Citing a report from the Atlantic, the non-profit highlights that Microsoft’s partnerships with the fossil fuel sector “could represent a market opportunity of $35 billion to $75 billion annually in the coming years.”
In addition, Microsoft has “sought to market AI to companies such as ExxonMobil and Chevron as a powerful tool for finding and developing new oil and gas reserves and maximizing their production—all while publicly committing to reduce emissions dramatically.”
This is despite the tech giant's assurances that it would only seek advanced technology partnerships with energy companies publicly committing to net zero carbon targets.
However, the company “lacks a credible external standard used to evaluate the net zero claims of its partners,” the filing claims.
The filing also asserts that Microsoft is “selectively reporting on the climate-positive applications of advanced technologies while omitting the climate-related risks of deploying advanced technologies to increase the extraction of fossil fuels.”
Responding to a request to comment, a Microsoft spokesperson told DCD: "Microsoft recognizes the world’s need to both quickly develop access to more energy and to achieve an energy transition that achieves a net zero carbon economy by 2050. We published a set of Energy Principles in 2022 specifically designed to guide the company’s work addressing this challenge. The additional reporting requested in this proposal is unnecessary given Microsoft’s existing disclosure of our approach to working with customers in the energy sector."
DCD has reached out to As You Sow for comment.
In its latest Environmental Sustainability Report, Microsoft disclosed a nearly 30 percent rise in CO2 emissions since 2020, marking a setback to its pledge to reach carbon neutrality by 2030. This uptick in emissions comes despite the tech giant’s ambitious sustainability goals to reduce its environmental footprint over the long term.
As a result, it is at increased risk of reputational damage due to allegations of greenwashing.
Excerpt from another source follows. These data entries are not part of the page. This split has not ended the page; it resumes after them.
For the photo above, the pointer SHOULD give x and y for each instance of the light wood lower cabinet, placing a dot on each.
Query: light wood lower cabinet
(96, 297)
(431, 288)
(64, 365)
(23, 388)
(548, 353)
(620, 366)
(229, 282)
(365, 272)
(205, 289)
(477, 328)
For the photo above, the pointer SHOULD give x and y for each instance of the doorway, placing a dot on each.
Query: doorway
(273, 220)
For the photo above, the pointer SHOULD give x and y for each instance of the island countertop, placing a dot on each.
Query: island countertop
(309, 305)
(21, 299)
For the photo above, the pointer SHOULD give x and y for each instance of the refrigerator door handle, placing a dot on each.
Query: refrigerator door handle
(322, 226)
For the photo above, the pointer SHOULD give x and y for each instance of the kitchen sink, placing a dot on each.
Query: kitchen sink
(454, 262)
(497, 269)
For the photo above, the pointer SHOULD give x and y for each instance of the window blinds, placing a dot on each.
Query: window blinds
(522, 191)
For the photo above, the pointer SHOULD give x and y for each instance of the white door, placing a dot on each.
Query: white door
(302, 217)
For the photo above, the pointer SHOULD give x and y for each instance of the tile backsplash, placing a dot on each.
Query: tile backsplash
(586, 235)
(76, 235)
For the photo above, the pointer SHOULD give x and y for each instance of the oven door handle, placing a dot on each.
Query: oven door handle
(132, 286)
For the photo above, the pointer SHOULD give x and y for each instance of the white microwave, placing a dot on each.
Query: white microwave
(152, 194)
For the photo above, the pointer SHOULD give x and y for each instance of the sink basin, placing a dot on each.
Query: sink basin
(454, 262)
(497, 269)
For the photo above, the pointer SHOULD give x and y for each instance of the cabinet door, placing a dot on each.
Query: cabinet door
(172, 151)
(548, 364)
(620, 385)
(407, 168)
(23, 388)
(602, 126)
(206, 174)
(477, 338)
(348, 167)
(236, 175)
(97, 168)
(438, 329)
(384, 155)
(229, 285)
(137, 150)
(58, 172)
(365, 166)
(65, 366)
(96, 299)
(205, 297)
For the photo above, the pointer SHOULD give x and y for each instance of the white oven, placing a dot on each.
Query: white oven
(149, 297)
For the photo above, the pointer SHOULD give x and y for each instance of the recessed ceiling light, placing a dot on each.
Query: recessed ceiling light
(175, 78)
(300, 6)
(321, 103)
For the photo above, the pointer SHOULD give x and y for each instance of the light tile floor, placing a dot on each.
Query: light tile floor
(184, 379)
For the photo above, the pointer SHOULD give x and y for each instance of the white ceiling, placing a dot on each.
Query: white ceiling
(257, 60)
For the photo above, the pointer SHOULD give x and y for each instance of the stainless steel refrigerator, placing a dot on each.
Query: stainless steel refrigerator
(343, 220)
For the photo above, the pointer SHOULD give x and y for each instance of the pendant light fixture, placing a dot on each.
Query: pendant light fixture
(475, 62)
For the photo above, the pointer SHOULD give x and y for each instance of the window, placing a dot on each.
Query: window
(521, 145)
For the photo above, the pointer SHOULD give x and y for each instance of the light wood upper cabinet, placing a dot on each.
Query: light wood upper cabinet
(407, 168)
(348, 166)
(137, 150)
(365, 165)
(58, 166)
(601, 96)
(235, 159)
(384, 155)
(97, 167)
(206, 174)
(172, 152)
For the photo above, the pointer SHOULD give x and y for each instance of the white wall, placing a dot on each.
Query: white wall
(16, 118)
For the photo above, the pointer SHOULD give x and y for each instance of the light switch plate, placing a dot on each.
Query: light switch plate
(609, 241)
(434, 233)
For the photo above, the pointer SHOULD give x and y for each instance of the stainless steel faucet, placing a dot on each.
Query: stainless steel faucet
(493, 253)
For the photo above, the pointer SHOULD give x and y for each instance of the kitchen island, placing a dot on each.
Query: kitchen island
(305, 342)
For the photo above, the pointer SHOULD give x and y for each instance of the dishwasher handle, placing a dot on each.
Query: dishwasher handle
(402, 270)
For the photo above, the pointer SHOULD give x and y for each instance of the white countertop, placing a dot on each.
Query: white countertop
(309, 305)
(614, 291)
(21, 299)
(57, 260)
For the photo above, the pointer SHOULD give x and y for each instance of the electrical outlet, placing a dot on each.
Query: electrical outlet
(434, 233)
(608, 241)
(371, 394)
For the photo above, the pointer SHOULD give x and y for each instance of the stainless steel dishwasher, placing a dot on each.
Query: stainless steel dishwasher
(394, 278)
As You Sow argues, to alleviate these concerns, Microsoft must identify “the risks associated with these technologies, reporting them to shareholders, and even offering solutions that would limit associated harms.” Doing so would increase transparency and provide investors with the requisite information about the firm's exposure to material climate related risks.
Microsoft isn't the only technology giant that has been accused of greenwashing. For example, despite its extensive deal count in securing renewable energy supply, Google admitted that its operations last year resulted in a 13 percent increase in greenhouse gas and can no longer claim to be carbon neutral.
In addition, Amazon has claimed that by “purchasing additional environmental attributes (such as renewable energy credits) to signal our support for renewable energy,” it is hitting clean energy targets.
However, the ‘Amazon Employees for Climate Justice’ calculated that 78 percent of the energy Amazon consumes in the US still comes from “non renewable sources.” The group contends, "The reality on the ground is that its data centers are driving up demand for fossil fuels.”
Data center firms remain one of the largest procurers of renewable energy worldwide, investing billions into clean energy technologies. However, with the massive increase in power demand expected over the rest of the decade, fossil fuels will remain a crucial part of the energy mix for data center firms.
A recent report by S&P Global supports this in stating that demand for natural gas to support data centers in the US could reach up to three billion cubic feet per day (bcf/d) and as high as six bcf/d by 2030 if natural gas assumes a larger share.